Formulations suitable for parenteral administration, for example, by intraarticular (in the joints), intravenous, intramuscular, intradermal, intraperitoneal, and subcutaneous routes, include aqueous and non-aqueous, isotonic sterile injection solutions, which can contain antioxidants, buffers, bacteriostats, and solutes that render the formulation isotonic with the blood of the intended recipient, and aqueous and non-aqueous sterile suspensions, solutions or emulsions that can include suspending agents, solubilizers, thickening agents, dispersing agents, stabilizers, and preservatives. Formulations for injection may be presented in unit dosage form, e.g., in ampules or in multi-dose containers, optionally with an added preservative. The conjugates may take such forms as sterile aqueous or nonaqueous solutions, suspensions, and emulsions, which can be isotonic with the blood of the subject in certain aspects. Examples of nonaqueous solvents are polypropylene glycol, polyethylene glycol, vegetable oil such as olive oil, sesame oil, coconut oil, arachis oil, peanut oil, mineral oil, injectable organic esters such as ethyl oleate, or fixed oils including synthetic mono or di-glycerides. Aqueous carriers include water, alcoholic/aqueous solutions, emulsions, or suspensions, including saline and buffered media. Parenteral vehicles include sodium chloride solution, 1,3-butanediol, Ringer's dextrose, dextrose and sodium chloride, lactated Ringer's or fixed oils. Intravenous vehicles include fluid and nutrient replenishers, and electrolyte replenishers (such as those based on Ringer's dextrose). Preservatives and other additives may also be present such as, for example, antimicrobials, antioxidants, chelating agents, and inert gases. In addition, sterile, fixed oils are conventionally employed as a solvent or suspending medium. For this purpose, any bland fixed oil including synthetic mono- or di-glycerides may be employed. In addition, fatty acids such as oleic acid may be used in the preparation of injectables. Those of skill in the art can readily determine the various parameters for preparing and formulating the conjugates without resort to undue experimentation.

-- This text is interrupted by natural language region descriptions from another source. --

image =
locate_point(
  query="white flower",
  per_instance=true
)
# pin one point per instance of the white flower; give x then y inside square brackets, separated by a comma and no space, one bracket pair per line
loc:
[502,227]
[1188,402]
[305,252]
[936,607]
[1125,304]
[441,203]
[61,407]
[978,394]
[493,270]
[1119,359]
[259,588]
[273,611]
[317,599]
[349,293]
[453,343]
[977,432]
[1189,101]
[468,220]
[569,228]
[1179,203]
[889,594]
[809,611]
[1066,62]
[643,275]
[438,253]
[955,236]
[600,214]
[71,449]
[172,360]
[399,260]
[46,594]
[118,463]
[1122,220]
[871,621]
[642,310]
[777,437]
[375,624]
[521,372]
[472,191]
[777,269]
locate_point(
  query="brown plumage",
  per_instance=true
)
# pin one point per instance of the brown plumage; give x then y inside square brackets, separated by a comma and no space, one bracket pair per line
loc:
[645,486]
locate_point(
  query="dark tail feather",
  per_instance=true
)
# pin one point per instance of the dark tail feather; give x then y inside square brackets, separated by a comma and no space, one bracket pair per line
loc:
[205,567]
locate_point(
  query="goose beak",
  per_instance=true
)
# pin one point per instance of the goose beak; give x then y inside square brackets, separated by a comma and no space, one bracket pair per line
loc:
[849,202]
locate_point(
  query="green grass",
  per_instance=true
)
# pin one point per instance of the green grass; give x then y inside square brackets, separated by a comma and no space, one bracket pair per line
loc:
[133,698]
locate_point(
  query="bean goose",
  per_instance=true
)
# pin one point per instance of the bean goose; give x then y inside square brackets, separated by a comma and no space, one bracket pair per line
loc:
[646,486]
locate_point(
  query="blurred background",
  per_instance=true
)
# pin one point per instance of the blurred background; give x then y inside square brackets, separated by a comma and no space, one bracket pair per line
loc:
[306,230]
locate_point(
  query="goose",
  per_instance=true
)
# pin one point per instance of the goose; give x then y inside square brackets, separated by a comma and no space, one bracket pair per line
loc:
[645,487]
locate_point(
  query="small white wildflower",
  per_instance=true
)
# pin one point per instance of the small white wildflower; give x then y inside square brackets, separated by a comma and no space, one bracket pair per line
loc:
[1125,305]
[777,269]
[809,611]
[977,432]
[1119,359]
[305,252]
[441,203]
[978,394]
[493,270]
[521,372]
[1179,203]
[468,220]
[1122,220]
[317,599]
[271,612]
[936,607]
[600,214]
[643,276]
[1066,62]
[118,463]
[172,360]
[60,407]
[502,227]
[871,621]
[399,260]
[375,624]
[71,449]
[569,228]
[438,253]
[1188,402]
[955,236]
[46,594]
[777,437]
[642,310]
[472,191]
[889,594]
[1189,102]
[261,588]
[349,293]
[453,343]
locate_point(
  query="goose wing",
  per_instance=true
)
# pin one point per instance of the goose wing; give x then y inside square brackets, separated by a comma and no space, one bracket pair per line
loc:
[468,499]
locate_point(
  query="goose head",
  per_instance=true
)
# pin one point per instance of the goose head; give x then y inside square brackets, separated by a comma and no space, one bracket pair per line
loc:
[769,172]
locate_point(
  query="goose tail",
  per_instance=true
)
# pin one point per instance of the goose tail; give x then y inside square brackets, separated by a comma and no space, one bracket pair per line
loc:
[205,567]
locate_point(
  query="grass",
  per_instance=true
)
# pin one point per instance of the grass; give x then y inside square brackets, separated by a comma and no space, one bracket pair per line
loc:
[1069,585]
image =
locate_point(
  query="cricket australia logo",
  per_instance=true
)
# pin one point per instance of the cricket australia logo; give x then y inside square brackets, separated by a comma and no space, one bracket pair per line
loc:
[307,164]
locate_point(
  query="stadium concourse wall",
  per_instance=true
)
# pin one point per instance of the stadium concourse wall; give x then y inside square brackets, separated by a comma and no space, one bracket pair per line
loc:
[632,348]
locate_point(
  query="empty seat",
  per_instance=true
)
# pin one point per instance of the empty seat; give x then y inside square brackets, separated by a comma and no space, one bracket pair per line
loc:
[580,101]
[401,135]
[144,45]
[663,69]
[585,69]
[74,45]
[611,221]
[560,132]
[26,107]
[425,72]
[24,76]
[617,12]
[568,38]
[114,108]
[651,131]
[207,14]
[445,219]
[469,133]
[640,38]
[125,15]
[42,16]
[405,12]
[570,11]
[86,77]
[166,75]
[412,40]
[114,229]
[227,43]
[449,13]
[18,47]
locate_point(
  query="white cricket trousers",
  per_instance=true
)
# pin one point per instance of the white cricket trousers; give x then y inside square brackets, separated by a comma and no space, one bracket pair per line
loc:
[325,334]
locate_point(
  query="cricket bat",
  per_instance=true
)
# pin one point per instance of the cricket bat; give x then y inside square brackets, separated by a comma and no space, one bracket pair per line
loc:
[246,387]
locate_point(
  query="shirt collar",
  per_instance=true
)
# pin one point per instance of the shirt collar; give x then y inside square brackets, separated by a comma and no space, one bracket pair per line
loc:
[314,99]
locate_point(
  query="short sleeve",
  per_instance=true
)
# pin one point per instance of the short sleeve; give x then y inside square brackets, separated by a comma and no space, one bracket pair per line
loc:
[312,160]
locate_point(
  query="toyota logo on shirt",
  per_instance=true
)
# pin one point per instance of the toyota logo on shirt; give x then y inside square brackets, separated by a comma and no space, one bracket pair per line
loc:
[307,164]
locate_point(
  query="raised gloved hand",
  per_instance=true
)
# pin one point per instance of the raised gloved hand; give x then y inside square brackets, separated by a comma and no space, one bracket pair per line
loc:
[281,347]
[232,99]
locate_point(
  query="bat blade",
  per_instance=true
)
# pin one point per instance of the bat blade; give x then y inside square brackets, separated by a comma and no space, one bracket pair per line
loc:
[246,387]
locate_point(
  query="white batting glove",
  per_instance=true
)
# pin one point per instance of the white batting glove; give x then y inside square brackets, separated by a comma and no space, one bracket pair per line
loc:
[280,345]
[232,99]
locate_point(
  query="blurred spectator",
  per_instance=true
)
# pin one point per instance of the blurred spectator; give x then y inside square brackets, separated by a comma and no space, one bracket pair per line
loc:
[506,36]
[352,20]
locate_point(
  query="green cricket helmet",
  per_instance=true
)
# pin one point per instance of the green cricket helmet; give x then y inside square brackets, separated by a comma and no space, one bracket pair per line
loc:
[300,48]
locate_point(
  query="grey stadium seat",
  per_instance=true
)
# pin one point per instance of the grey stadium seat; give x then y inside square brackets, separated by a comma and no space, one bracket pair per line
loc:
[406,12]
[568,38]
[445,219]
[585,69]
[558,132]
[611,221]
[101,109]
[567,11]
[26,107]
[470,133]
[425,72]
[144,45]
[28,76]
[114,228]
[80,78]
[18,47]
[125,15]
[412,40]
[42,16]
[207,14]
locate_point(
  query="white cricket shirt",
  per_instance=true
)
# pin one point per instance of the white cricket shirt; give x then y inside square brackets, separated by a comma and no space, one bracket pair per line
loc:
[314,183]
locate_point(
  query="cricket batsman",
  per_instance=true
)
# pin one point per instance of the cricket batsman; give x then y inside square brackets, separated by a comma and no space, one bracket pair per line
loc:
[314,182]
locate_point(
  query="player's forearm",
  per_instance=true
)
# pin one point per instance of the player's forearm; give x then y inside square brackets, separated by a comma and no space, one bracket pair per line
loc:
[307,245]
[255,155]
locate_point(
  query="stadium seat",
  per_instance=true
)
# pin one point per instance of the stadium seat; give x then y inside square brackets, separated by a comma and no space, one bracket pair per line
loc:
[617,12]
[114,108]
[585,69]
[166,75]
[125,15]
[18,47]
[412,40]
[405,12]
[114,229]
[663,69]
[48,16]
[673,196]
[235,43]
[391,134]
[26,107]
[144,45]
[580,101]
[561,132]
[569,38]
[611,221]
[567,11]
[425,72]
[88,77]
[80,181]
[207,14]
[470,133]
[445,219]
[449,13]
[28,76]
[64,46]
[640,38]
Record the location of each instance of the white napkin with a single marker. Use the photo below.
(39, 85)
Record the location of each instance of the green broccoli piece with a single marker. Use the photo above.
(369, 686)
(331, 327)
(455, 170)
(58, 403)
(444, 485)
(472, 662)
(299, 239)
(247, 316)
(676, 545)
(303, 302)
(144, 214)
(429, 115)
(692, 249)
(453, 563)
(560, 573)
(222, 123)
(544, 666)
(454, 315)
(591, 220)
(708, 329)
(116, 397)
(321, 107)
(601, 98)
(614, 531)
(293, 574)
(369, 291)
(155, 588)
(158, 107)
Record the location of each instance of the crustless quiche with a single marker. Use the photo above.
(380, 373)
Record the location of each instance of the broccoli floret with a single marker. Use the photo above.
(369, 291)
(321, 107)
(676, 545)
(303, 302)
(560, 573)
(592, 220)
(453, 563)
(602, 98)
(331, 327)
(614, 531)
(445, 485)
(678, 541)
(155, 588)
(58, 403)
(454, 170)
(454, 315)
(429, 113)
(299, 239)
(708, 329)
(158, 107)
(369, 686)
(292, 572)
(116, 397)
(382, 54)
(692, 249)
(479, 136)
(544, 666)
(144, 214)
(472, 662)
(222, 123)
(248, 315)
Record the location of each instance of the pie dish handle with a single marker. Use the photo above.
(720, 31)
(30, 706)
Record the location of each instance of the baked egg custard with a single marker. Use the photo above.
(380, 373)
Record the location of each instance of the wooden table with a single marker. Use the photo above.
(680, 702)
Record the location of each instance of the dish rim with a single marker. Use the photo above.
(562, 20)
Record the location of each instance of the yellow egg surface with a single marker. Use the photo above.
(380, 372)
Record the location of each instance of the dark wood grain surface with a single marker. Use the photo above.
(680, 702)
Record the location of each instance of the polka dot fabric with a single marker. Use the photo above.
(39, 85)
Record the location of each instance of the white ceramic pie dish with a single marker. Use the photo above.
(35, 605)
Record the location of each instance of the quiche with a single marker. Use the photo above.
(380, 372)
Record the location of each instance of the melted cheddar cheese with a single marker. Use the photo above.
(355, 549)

The conjugates, alone or in combination with other suitable components, can also be made into aerosol formulations (i.e., they can be “nebulized”) to be administered via inhalation. Aerosol formulations can be placed into pressurized acceptable propellants, such as dichlorodifluoromethane, propane, nitrogen, and air. For administration by inhalation, the compounds are delivered in the form of an aerosol spray presentation from pressurized packs or a nebulizer, with the use of a suitable propellant.

An effective amount or therapeutically effective amount of the conjugate can be a dosage sufficient to treat, inhibit, or alleviate one or more symptoms of a disease or disorder, or to otherwise provide a desired pharmacologic and/or physiologic effect, for example, reducing, inhibiting, or reversing one or more of the underlying pathophysiological mechanisms underlying a disease or disorder. The precise dosage will vary according to a variety of factors such as formulation and subject-dependent variables (e.g., age, immune system health, clinical symptoms etc.).

The conjugates, in particular a formulation including the conjugate, can be administered to or otherwise contacted with target cells once, twice, or three time daily; one, two, three, four, five, six, seven times a week, one, two, three, four, five, six, seven or eight times a month. For example, in some embodiments, the composition is administered every two or three days, or on average about 2 to about 4 times about week.

This disclosure is illustrated by the following Examples, which are not intended to limit the claims.

Except where otherwise specified, materials and reagents were obtained from Sigma-Aldrich or Thermo Fisher Scientific and used as received. The tGalNAc ligand was purchased from Sussex Research, Ottawa, Canada.